Basic Steps When Cleaning a Data Set Using Pandas

Helpful tips to make data cleaning a breeze

Will Newton
6 min readJul 27, 2020

There are a few things in this world that will never happen: you will never find a straight line in nature, you will never run a 2-minute mile, and you will never work with a data set that has been perfectly cleaned. Missing values, incorrect data types, and redundant columns can be a time consuming blocker for a budding data scientists project.

My instructor at Flatiron School was fond of saying that when building your own data set, “80% of your time will be spent cleaning and performing EDA (exploratory data analyst)”. Hopefully this post can help solve some common issues that many data scientists have when just starting out.

Importing Data and Inspecting First Few Elements

Let’s start with a simple example and show how you can clean a data set thoroughly with just a few lines of code. The .csv file and code for this blog post can be found on my GitHub at the link below:
https://github.com/will4865/Data-Cleaning-Pandas

We’ll start off by importing the pandas library and loading the data set into a pandas dataframe and inspecting the first 5 rows using the pd.head() method.

import pandas as pd
df = pd.read_csv('tn.movie_budgets')
df.head()

We now have a data frame with 6 columns (id, release_date, movie, production_budget, domestic_gross, worldwide_gross).
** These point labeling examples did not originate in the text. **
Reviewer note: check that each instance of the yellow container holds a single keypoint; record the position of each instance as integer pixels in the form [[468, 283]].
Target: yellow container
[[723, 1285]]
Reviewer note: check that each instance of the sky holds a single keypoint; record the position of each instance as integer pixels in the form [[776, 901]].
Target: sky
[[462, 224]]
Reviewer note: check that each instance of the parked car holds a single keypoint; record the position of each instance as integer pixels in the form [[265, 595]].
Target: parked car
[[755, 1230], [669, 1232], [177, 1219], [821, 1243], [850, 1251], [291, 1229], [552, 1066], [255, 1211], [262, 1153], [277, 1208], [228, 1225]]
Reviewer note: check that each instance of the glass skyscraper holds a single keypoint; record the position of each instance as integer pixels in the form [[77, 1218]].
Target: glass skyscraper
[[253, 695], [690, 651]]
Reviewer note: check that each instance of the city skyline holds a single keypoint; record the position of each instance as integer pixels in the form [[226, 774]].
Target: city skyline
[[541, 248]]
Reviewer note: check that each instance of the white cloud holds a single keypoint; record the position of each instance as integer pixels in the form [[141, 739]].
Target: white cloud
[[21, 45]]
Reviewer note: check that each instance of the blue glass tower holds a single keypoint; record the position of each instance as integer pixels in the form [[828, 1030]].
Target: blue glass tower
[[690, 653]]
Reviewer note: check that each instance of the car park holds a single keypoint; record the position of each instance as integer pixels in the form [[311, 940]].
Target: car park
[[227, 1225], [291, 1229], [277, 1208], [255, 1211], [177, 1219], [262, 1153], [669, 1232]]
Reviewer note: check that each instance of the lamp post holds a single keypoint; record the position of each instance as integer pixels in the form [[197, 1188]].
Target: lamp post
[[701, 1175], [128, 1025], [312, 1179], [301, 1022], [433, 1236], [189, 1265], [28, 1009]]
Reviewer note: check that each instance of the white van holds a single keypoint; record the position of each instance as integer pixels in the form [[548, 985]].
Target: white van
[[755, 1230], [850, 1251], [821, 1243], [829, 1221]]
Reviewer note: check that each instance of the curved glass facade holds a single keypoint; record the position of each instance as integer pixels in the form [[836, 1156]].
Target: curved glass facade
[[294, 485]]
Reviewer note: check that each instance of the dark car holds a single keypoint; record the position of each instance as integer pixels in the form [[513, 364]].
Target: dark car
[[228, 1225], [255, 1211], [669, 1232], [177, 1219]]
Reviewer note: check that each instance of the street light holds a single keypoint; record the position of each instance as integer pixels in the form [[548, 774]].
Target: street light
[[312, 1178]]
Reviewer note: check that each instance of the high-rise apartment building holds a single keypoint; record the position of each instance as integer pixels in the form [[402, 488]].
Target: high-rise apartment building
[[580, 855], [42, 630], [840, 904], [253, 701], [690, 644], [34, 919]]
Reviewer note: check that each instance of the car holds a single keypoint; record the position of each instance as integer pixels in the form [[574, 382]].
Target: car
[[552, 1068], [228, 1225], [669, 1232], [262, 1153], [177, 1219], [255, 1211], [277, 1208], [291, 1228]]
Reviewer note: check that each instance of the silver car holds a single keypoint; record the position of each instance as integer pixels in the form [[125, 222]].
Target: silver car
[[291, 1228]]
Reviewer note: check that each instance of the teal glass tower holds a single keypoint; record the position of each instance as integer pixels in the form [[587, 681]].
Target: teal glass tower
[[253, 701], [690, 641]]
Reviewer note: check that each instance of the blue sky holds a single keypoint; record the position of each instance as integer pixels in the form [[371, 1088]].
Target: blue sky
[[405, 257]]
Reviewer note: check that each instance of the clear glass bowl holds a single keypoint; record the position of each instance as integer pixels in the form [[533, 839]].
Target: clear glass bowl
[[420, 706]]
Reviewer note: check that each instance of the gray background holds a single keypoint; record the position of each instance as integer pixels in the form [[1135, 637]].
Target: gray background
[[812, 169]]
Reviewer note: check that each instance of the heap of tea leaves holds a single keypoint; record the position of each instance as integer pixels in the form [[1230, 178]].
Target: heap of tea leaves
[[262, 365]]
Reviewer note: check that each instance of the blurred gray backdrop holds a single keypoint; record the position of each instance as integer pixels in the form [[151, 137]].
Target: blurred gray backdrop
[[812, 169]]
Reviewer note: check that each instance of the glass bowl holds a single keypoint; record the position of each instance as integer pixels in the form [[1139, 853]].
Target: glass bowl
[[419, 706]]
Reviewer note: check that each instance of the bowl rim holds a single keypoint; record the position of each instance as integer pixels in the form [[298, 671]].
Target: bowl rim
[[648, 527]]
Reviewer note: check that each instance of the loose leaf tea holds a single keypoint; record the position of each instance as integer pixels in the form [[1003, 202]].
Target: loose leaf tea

Let’s take a look at how many rows are in the dataframe and what data type each column is. We can do this by using the pd.info() method.

df.info()

Dropping Unnecessary Columns

Looks like 5 out of the 6 columns are listed as non-null object (usually string format) and the id column is listed as an integer column. Let’s go ahead and drop the id column since it seems unnecessary for our purposes today. We can use the pd.drop() method and pass the parameters columns and the name of the column to drop. We also set the inplace parameter to True so that the method saves the new version of the dataframe over the old one.

df.drop(columns = ['id'], inplace = True)

Changing String Format to Date Format

Next up, we have the release_date column which is right now classified as a string datatype. It would be helpful to convert this column to a data type where we could sort the rows from newest to oldest to assist our EDA. The pd.to_datetime() method is a handy way to do that. In order to show the difference, let’s add a new column to this dataframe where we can see the converted datetime format. The pd.to_datetime() method will automatically parse the column to pass through it and convert it into the new datetime format.

df['datetime_format'] = pd.to_datetime(df['release_date'])

Now that we have this new column added, we can use the pd.sort_values() method to sort the entire data frame from newest release date to oldest. In order to do this we must pass in the column we wish to sort on, and set the ascending parameter to False so that the dataframe will be sorted from newest release date to oldest.

df.sort_values('datetime_format', ascending = False)

Looks good! Let’s drop the original release_date column and reorder the datetime_format column to the front.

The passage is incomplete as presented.